Rick Vlietstra had, zoals eigenlijk gebruikelijk dit seizoen, zwart op het zevende bord, en kwam na een wat onwelvallig uitziende fase in het middenspel tot een eindspel met een pion meer, één toren aan beide kanten. Binnen de remisemarge? Mogelijk, maar Rick liet zien dat hij het eindspel veel beter in de vingers had dan zijn tegenstander. Altijd ruimte minimaliseren, en de winst werd vakkundig binnengehengeld. 2-0.
Het eerste bord werd voor de gelegenheid bezet door Jan Jansen, die zijn geliefde opening op het eerste bord tentoon wilde stellen. Uiteraard gebeurde dat niet: waarom zou het ook ooit eens meezitten, maar nadat het ook hier eventjes wat optisch onwelvallig leek in het middenspel kwam er opeens een hele gemene loper uit de g7-schulp gekropen, en de verdediging van de witte koning werd aan flarden gereten. Een gewonnen stuk was voldoende voor een gewonnen partij. 3-0.
Bijna tegelijkertijd was Ben van Baren klaar op bord twee, en hij had geen lekkere dag tegen de Konings-Indiër van de tweede jeugdspeler van Moira Domtoren. Hij maakte wel van de nood een deugd met een leuk paard op c6, gedekt door een pion op d5 en nog wat andere stukken, maar die pion was ook weer een isolani en de zwarte stukken werkte veel beter samen. Het resultaat was dan ook een onfortuinlijke nederlaag tegen een sterke jeugdspeler. 3-1.
Arie Post op het vijfde bord zei na een uur of twee spelen dat hij bijna een toren kwijt was, en hoewel dat niet gebeurde was het vanuit een geliefde variant van het Siciliaans ook niet echt een partij waarin aan alle regeltjes werd gehouden. Paarden aan de rand zijn schandes voor het land, en er stonden er op een gegeven moment drie op de A of H-lijn. Uiteindelijk wist hij alles wel mooi op te lossen, en toen kwamen er allerlei dreigingen via diagonalen in het spel. Ook hier was dit stukwinst en partijwinst. 4-1, eerste wedstrijdpunt binnen.
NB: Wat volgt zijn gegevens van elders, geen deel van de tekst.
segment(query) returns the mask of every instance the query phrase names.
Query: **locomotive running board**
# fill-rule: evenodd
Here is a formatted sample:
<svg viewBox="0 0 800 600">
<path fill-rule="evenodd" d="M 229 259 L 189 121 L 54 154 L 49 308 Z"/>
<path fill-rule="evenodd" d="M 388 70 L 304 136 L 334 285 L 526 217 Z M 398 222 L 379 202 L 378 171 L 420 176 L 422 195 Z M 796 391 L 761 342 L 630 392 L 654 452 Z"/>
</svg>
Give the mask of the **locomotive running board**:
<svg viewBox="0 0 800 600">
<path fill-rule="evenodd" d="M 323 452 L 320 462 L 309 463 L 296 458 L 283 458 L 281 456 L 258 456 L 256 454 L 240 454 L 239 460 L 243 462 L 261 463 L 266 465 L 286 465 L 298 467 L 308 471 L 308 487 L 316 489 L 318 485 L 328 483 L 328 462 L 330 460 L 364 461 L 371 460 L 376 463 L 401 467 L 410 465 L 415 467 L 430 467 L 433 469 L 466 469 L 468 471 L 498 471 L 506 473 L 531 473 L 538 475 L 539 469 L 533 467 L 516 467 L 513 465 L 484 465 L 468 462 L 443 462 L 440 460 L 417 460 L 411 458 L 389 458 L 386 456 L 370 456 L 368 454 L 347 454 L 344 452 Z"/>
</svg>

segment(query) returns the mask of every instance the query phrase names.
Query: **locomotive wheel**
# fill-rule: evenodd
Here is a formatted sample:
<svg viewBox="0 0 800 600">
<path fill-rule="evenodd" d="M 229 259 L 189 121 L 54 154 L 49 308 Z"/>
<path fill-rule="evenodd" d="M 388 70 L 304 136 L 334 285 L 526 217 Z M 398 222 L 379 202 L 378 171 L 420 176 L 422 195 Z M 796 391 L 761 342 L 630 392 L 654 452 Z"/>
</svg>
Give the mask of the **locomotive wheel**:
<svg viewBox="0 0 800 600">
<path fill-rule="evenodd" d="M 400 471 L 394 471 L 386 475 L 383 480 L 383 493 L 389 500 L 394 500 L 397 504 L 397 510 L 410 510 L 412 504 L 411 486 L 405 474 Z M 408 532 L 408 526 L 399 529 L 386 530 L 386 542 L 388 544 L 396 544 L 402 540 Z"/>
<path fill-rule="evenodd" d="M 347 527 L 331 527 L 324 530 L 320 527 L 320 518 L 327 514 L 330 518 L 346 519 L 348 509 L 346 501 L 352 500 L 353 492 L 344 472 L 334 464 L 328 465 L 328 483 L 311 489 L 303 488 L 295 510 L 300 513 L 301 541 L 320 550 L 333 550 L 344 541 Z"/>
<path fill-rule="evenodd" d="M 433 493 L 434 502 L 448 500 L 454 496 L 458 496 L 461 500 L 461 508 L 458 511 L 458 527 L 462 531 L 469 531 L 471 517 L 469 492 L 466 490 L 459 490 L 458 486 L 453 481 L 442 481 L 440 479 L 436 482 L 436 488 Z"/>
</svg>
Op bord vier zat Sierd van den Beld, tegen een verdedigende en licht passieve variant van het Frans. Het nadeel van dat soort stellingen – statische voordelen voor zwart, dynamische voor wit – is dat er constant een gevaar is voor het opeens verdwijnen van de aanval als sneeuw voor de zon, en dat kostte zoveel tijd dat de tijdscontrole met slechts twee minuten werd gehaald. Er was echter genoeg voordeel, ondanks een poging tot blunderen naar potremise, om de vis binnen te halen. 5-1.
Philips Rosaria ging op het achtste bord vissen op de damevleugel. Er was al vroeg in de partij een open C-lijn gecreëerd, en dat liep niet heel erg goed af voor de tegenstander, zeker niet omdat er ook gaten in de koningsstelling zaten waar de dame vanaf e5 lekker naar kon kijken. Het verhaal moge verder bekend klinken: torens over een open lijn, geen ruimte voor de verdedigende zwartspeler, en een vis op het droge. 6-1.
Het hield niet over, zeker niet omdat Aart al vroeg op de middag in een stelling zat waarvan omstanders wisten dat het wel redelijk goed zou komen, op het derde bord voor de gelegenheid. De remisemarge was natuurlijk altijd een optie in een stelling waarin de pionnenstructuur gesloten is, zeker met de dames van het bord af na een ruil op d2, maar de stelling leek onbekend te zijn voor de tegenstander, en dus kon Aart zijn activerende zetten doen om hard binnen te knallen op de vijandelijke zwaktes. En zo geschiedde. Uiteindelijk. 7-1. Mon dieu.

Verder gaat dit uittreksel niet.